A. The Court has jurisdiction to hear the application

[23] The Minister argues this Court has no jurisdiction to entertain this application. Citing this Court’s decisions in Olumide, Friesen, Tomar, and Constantinescu, the Minister submits the Court has jurisdiction under section 41 of the ATIA only when there has been a refusal to release records: Olumide v Canada (Attorney General), 2016 FC 934 at paras 18–19; Friesen v Canada (Health), 2017 FC 1152 at para 10; Tomar v Canada (Parks), 2018 FC 224 at para 45; Constantinescu v Canada (Correctional Service), 2021 FC 229 at paras 47–50, 53–55. The Minister argues Canadian Heritage’s response to Mr. Lambert’s access request was not a refusal to release records and that the Court therefore does not have jurisdiction under section 41.

[24] For the following reasons, I conclude this Court has jurisdiction to hear this application.

(1) Section 41 of the ATIA

[25] Section 41 of the ATIA was amended in 2019. Before the 2019 amendments, section 41 stated that “[a]ny person who has been refused access to a record requested under this Act or a part thereof may, if a complaint has been made to the Information Commissioner in respect of the refusal, apply to the Court for a review of the matter […]”: Friesen at para 8. This was the language of the provision when Olumide and Friesen were decided. As it then stood, the provision clearly stated that an application to the Court for review was available only to a person who had been refused access.

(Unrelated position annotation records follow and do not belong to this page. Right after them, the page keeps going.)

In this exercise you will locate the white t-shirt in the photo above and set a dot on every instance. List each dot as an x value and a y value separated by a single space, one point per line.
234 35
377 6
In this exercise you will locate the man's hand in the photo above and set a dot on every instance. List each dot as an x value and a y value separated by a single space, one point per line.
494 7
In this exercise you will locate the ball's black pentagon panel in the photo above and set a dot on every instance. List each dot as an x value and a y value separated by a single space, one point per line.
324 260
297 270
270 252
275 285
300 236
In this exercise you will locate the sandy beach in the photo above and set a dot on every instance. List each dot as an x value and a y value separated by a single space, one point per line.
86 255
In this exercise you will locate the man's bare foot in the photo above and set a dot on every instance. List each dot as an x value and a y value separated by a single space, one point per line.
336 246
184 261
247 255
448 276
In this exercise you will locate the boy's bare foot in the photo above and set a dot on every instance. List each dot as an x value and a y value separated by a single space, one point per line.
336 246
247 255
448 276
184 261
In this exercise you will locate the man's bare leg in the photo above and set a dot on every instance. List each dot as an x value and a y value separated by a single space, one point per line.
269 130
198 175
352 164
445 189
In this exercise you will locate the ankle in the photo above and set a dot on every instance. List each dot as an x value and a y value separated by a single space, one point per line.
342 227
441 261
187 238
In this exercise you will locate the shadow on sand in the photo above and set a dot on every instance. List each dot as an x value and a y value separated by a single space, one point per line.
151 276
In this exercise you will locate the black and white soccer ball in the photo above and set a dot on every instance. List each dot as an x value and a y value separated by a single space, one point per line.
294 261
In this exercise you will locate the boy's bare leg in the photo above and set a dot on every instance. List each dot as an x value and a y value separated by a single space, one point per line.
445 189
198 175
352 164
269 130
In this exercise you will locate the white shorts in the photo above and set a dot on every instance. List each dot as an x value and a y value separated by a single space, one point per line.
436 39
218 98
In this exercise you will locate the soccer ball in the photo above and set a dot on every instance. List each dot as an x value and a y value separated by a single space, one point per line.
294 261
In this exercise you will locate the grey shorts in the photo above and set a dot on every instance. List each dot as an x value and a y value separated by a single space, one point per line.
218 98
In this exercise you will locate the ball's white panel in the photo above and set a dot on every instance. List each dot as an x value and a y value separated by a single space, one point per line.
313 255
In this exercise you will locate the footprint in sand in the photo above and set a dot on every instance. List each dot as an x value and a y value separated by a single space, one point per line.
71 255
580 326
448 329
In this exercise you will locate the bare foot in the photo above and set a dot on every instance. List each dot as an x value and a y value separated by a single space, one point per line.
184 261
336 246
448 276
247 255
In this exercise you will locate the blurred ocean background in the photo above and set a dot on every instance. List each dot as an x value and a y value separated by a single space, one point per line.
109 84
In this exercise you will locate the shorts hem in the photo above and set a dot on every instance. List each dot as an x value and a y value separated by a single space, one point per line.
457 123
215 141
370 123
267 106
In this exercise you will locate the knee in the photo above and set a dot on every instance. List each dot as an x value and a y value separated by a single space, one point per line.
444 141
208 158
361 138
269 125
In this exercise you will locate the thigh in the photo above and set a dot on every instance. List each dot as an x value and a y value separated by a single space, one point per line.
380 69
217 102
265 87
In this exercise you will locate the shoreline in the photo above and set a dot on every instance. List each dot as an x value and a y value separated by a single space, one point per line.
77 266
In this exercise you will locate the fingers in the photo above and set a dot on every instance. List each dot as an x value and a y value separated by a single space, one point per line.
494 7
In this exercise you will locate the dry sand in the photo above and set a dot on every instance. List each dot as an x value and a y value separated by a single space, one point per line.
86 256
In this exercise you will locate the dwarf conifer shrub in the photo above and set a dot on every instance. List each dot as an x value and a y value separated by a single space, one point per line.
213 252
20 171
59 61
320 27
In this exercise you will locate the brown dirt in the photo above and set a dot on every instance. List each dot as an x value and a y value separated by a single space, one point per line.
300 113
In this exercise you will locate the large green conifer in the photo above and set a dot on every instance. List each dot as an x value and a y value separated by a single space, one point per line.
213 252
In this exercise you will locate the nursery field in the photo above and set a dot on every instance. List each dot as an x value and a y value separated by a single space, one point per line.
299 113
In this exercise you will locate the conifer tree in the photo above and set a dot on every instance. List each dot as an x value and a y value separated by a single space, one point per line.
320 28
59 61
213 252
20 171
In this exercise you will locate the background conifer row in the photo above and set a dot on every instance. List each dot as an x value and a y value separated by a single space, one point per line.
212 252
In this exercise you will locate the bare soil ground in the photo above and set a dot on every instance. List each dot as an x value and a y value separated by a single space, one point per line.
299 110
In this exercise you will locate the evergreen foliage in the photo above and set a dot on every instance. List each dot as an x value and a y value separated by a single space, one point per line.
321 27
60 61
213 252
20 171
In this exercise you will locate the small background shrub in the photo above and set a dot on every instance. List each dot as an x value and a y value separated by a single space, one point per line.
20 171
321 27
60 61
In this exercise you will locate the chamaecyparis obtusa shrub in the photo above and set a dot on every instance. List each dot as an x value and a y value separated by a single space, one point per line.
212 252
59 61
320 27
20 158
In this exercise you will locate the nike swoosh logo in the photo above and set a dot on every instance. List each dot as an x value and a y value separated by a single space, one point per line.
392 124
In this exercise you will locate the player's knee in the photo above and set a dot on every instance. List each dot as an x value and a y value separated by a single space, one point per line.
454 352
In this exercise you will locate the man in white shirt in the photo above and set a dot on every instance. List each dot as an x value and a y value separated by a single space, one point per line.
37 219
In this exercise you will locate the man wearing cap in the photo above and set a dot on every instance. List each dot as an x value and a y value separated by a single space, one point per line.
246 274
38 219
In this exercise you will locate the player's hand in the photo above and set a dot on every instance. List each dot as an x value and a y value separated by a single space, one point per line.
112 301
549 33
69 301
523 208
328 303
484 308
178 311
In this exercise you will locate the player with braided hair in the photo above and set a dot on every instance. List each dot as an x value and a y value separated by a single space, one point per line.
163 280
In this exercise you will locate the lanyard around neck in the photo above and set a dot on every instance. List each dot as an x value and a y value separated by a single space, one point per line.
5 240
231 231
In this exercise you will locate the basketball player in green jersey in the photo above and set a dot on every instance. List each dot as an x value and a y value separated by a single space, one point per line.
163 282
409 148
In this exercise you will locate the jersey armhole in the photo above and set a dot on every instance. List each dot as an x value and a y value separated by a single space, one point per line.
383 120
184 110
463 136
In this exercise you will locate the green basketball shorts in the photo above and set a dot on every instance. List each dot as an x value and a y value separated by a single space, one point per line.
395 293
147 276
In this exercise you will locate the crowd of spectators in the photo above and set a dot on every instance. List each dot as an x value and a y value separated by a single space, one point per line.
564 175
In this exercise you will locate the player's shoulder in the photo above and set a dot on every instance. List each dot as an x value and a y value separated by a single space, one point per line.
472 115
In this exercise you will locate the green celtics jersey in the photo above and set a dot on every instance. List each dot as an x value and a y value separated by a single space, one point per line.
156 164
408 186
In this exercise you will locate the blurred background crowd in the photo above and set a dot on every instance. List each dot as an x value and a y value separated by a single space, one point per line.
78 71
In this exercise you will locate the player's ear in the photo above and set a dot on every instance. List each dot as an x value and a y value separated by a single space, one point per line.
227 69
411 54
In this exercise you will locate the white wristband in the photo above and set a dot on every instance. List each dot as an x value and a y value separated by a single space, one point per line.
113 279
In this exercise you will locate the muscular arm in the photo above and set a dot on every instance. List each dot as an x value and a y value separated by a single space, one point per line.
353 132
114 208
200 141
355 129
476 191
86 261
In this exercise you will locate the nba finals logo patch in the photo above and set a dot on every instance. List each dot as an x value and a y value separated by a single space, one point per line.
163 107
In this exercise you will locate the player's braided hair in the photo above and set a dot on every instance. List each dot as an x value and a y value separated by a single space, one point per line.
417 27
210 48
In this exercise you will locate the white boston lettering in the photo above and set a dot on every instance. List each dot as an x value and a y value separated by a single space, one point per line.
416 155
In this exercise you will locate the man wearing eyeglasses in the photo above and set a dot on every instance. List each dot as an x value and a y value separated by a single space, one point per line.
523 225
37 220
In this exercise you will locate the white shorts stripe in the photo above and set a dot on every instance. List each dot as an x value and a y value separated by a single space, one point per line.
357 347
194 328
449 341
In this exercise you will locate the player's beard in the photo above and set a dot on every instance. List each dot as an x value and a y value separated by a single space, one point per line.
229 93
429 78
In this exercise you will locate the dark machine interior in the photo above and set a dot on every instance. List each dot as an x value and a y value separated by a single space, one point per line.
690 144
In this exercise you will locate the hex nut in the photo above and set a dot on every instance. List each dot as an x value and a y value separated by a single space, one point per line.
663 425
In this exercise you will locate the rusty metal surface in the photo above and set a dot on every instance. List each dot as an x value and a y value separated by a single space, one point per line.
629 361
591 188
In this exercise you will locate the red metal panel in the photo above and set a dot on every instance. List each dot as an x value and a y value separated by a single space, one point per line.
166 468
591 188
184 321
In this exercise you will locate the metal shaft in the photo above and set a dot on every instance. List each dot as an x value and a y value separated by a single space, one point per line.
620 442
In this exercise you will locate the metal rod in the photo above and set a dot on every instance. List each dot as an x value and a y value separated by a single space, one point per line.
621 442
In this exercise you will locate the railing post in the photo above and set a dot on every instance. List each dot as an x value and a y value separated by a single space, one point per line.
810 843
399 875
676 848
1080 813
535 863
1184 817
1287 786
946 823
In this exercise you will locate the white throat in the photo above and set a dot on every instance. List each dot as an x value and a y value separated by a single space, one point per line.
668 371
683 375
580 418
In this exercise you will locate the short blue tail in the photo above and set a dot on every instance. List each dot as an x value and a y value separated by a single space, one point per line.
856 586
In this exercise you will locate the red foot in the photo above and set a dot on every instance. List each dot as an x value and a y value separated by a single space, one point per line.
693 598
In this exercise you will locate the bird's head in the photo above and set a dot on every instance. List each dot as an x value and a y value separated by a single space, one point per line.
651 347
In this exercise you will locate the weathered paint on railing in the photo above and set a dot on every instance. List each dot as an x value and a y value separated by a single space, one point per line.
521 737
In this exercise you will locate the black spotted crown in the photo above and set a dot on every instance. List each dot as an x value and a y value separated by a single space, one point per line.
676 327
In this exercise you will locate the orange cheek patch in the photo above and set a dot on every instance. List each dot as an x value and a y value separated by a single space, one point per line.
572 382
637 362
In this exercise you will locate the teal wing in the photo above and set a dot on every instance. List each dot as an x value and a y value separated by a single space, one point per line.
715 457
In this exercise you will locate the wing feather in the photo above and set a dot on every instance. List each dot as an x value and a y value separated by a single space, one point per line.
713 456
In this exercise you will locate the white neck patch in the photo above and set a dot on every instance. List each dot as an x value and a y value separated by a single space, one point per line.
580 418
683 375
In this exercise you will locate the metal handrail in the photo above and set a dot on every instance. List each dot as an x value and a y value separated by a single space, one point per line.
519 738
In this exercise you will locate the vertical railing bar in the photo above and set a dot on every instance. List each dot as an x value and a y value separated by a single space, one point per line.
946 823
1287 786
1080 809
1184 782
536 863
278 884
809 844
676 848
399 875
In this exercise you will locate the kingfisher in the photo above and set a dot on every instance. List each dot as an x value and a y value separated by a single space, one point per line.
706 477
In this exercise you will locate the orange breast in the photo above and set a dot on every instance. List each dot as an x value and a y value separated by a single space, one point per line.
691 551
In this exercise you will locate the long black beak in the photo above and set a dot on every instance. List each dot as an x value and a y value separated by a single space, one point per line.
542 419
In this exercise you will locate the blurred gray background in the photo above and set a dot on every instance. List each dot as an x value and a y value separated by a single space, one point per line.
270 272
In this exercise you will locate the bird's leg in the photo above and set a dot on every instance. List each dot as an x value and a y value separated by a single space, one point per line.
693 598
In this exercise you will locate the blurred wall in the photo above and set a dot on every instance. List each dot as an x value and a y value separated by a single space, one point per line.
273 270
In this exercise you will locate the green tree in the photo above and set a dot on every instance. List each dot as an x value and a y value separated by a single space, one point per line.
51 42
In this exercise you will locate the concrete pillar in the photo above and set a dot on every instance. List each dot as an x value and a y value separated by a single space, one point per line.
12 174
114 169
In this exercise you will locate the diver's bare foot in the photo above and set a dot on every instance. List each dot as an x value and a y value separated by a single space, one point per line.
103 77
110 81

[26] After the 2019 amendments, subsection 41(1) of the ATIA now reads as follows:

Review by Federal Court – complainant

Révision par la Cour fédérale : plaignant

41 (1) A person who makes a complaint described in any of paragraphs 30(1)(a) to (e) and who receives a report under subsection 37(2) in respect of the complaint may, within 30 business days after the day on which the head of the government institution receives the report, apply to the Court for a review of the matter that is the subject of the complaint.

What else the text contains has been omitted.